Miami-Dade commissioners approved a Baylink project for monorail in 2020, launching engineering and environmental work the county says can be used for Metromover as well, because both involve automated rubber-wheeled vehicles.

Miami-Dade’s Transportation and Public Works Department expects to have a request for bids ready this year, with a final commission decision set for 2024.

Miami Beach city commission wants to see more

Miami Beach commissioners on Feb. 22 balked at supporting the plan, opting to wait for the county to spend more time making its case and providing information to the public.

“We don’t even know what the potential zoning implications could be,” Commissioner Steven Meiner said. “That gets very concerning to me.”

Miami-Dade does impose its own zoning rules on some land near rapid-transit routes, but Higgins said the exemption for historic districts and other restrictions would mean virtually no change in development caps in South Beach.

Matthew Gultanoff was with a group of residents at the meeting wearing yellow “Build the Train” T-shirts.

A founder of Better Streets Miami Beach, he sees a wealthy elite trying to defeat a transit upgrade that’s going to be popular with the average city resident leery of traffic and parking needed to get to downtown Miami.

“It’s an amenity,” the nonprofit executive said. “Instead of rolling the dice and it maybe taking an hour to go a couple of miles, you could effortlessly go downtown and see a Heat game, and enjoy the arts and the culture.”

In 2004, Miami Beach voters endorsed a light-rail system over the MacArthur that would have operated at street level without elevated tracks. But the project never advanced.

The development group behind the monorail proposal circulated a poll from September showing 65% of Miami Beach voters would support the transit link and 29% opposed.

Miami Beach Commissioner Steven Meiner wants more information on zoning and other issues related to Miami-Dade’s plan to build a Metromover extension to South Beach.
Miami Beach Commissioner Steven Meiner wants more information on zoning and other issues related to Miami-Dade’s plan to build a Metromover extension to South Beach.

Some Miami Beach residents are in favor

While she got a hostile reception at the meeting in the “South of Fifth” neighborhood, Higgins noted the project got an endorsement from the association representing residents on the other side of the street, in the less affluent enclave of Flamingo Park.
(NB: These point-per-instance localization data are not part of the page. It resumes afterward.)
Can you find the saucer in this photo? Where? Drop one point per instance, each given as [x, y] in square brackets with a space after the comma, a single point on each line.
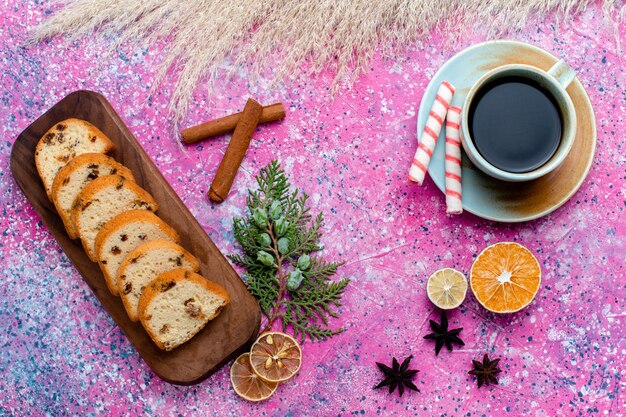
[488, 197]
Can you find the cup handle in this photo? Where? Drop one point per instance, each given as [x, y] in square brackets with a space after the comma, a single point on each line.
[563, 73]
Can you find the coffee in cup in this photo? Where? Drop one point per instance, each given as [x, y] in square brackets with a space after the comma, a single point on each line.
[518, 122]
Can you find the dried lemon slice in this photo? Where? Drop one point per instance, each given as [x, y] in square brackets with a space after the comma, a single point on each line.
[447, 288]
[505, 277]
[247, 384]
[275, 356]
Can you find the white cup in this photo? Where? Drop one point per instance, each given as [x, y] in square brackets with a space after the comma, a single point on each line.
[555, 81]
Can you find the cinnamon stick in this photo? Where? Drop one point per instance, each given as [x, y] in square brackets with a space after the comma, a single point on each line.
[227, 124]
[236, 150]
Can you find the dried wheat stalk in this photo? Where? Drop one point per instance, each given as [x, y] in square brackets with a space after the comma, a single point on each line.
[204, 37]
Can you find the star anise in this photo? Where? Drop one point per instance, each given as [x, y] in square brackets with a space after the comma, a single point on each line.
[442, 335]
[486, 371]
[398, 376]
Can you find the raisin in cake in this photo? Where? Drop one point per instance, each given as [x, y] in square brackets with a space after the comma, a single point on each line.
[103, 199]
[177, 305]
[63, 142]
[145, 263]
[74, 176]
[122, 234]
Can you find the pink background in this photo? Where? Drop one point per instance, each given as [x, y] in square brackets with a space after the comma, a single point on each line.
[60, 352]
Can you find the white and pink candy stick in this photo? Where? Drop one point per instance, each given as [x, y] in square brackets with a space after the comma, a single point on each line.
[428, 140]
[453, 161]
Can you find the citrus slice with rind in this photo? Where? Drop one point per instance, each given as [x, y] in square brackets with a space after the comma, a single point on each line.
[247, 384]
[505, 277]
[275, 356]
[446, 288]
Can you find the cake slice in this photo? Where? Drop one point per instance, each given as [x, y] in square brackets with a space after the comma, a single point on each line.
[75, 175]
[145, 263]
[177, 305]
[103, 199]
[122, 234]
[62, 143]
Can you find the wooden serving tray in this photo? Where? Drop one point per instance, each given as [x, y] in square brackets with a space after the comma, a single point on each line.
[223, 338]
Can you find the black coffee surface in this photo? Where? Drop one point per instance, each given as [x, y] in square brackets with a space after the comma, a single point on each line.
[515, 124]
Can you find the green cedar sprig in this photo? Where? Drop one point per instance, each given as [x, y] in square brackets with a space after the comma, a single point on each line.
[279, 237]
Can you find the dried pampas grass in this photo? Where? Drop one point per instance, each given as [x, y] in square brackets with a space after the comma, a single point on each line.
[204, 37]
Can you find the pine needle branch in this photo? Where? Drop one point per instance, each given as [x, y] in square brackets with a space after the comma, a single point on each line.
[278, 236]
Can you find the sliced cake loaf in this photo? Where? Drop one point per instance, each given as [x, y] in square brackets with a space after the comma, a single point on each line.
[123, 233]
[145, 263]
[100, 201]
[75, 175]
[177, 305]
[63, 142]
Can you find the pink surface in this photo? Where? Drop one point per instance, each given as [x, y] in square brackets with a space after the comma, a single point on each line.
[564, 355]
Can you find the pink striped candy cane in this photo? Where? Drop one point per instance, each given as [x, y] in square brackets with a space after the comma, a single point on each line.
[428, 140]
[453, 162]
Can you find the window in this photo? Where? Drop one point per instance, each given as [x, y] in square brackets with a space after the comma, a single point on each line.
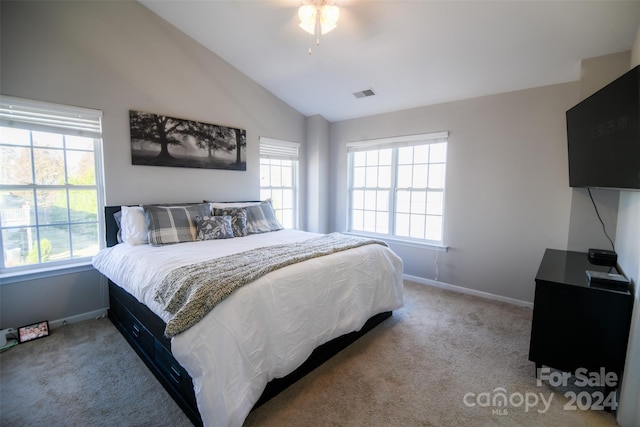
[396, 186]
[51, 192]
[279, 178]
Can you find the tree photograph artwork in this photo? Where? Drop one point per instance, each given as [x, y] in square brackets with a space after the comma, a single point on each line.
[158, 140]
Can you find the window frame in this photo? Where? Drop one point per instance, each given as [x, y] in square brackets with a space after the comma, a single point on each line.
[67, 121]
[394, 143]
[277, 149]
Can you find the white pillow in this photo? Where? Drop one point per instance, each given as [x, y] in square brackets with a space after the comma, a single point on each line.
[134, 225]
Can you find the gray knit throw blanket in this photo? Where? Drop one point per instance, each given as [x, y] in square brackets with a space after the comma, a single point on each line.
[190, 292]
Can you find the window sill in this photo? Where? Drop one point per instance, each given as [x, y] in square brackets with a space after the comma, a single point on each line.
[405, 242]
[42, 273]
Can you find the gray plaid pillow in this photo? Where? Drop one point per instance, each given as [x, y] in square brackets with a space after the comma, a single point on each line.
[262, 218]
[167, 225]
[214, 227]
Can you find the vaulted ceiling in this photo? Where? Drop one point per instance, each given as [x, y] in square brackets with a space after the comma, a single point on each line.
[410, 53]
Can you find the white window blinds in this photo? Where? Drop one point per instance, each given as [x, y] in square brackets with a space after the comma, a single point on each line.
[398, 141]
[46, 117]
[278, 149]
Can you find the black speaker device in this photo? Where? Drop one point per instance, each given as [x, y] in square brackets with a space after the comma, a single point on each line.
[603, 257]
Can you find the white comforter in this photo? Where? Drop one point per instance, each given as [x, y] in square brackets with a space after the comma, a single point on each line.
[265, 329]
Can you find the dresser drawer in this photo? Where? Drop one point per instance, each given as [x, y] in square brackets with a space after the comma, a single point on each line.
[140, 335]
[176, 374]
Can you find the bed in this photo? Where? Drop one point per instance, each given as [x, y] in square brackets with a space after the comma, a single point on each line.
[265, 334]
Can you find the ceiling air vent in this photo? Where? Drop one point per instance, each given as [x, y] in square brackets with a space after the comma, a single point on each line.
[364, 93]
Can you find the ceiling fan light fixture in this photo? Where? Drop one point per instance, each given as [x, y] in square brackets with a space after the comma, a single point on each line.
[318, 16]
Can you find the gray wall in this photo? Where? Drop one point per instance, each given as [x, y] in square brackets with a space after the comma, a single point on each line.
[507, 191]
[628, 248]
[115, 56]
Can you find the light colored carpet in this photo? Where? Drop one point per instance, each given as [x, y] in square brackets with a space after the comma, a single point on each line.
[415, 369]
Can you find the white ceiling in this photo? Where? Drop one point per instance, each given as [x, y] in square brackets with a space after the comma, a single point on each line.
[411, 53]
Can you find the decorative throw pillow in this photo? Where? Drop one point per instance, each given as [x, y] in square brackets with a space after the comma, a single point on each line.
[133, 225]
[117, 216]
[167, 225]
[213, 227]
[238, 219]
[262, 218]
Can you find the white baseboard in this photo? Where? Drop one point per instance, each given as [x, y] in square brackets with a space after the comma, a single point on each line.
[78, 318]
[468, 291]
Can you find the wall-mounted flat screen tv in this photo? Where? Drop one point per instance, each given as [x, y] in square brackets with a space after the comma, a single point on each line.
[603, 135]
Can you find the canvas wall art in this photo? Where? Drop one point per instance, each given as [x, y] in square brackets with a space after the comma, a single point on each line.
[158, 140]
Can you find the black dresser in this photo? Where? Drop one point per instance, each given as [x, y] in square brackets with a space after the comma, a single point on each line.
[575, 324]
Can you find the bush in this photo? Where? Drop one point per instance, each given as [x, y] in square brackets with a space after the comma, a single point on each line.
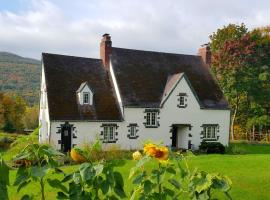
[212, 147]
[235, 149]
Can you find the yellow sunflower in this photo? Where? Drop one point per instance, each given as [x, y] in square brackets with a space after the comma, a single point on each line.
[150, 149]
[161, 153]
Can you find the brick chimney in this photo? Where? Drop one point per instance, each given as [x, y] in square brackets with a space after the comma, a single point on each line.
[205, 53]
[106, 50]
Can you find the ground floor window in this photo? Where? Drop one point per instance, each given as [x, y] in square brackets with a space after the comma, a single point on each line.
[132, 131]
[109, 134]
[210, 131]
[151, 118]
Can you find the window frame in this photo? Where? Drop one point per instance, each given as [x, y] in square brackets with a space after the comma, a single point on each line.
[151, 119]
[109, 134]
[182, 99]
[210, 132]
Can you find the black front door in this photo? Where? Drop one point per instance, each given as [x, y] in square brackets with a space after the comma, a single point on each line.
[66, 138]
[174, 136]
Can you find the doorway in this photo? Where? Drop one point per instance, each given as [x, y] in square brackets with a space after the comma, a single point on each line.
[66, 137]
[181, 136]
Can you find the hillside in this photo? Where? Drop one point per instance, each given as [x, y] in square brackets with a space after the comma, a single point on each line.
[20, 75]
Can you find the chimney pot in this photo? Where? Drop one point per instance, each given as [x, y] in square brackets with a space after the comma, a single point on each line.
[106, 50]
[205, 53]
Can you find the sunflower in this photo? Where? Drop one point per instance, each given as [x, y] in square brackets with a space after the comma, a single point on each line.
[137, 155]
[150, 149]
[161, 153]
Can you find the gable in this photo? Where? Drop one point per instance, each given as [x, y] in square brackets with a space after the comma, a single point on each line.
[65, 75]
[142, 77]
[181, 87]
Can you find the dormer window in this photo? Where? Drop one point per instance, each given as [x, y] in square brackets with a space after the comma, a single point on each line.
[85, 94]
[86, 98]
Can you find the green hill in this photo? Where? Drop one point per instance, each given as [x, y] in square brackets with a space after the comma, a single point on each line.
[21, 76]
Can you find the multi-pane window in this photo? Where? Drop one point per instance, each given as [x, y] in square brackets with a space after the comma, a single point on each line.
[86, 98]
[108, 134]
[210, 132]
[181, 100]
[151, 118]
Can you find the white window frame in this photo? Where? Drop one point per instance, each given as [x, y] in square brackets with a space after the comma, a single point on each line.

“Many of them live car-free,” Higgins said. “Or they want to live car-free.”

The latest ridership figures show the county’s most popular bus route, the S, runs over the MacArthur Causeway, with an average 10,000 boardings daily for the trip between Miami’s Government Center Metrorail station and the Aventura Mall. The 120 bus that Henry took landed at No. 5 on the list, with about 7,000 daily boardings.

Demand for trips to Miami transit hubs are so high during rush hour in South Beach that buses regularly hit capacity and won’t stop for passengers, riders said.

When Maria Jimenez’s bus arrived at the corner of Fifth and Lenox Avenue shortly after 4:30 p.m., a wag of the driver’s finger signaled she shouldn’t even bother standing up from her bench. “Every day it is full,” the 63-year-old hotel housekeeper said as she waited for the first of three buses she needs to get home in Miami.

For Henry, who works on the maintenance crew for a condo high rise in South Beach, the bus ride over the MacArthur is the most unreliable part of her commute. Once she gets to Miami, Henry takes a Metrorail train north to her home in Miami.

Miami-Dade Commissioner Eileen Higgins represents South Beach and calls the Metromover extension a way to ease congestion to and from the popular tourist destination.
Miami-Dade Commissioner Eileen Higgins represents South Beach and calls the Metromover extension a way to ease congestion to and from the popular tourist destination.

On this day, it took about 40 minutes to make the five-mile trip to Government Center. The county estimates the same ride on Metromover would take about 15 minutes, linking South Beach with both the existing Metrorail system and the planned Tri-Rail station scheduled to open later this year in the same downtown transit hub.

Henry, a mother of school-age children, said she’d welcome the chance to catch a train riding above the traffic between her and Metrorail. “I could get home on time,” she said.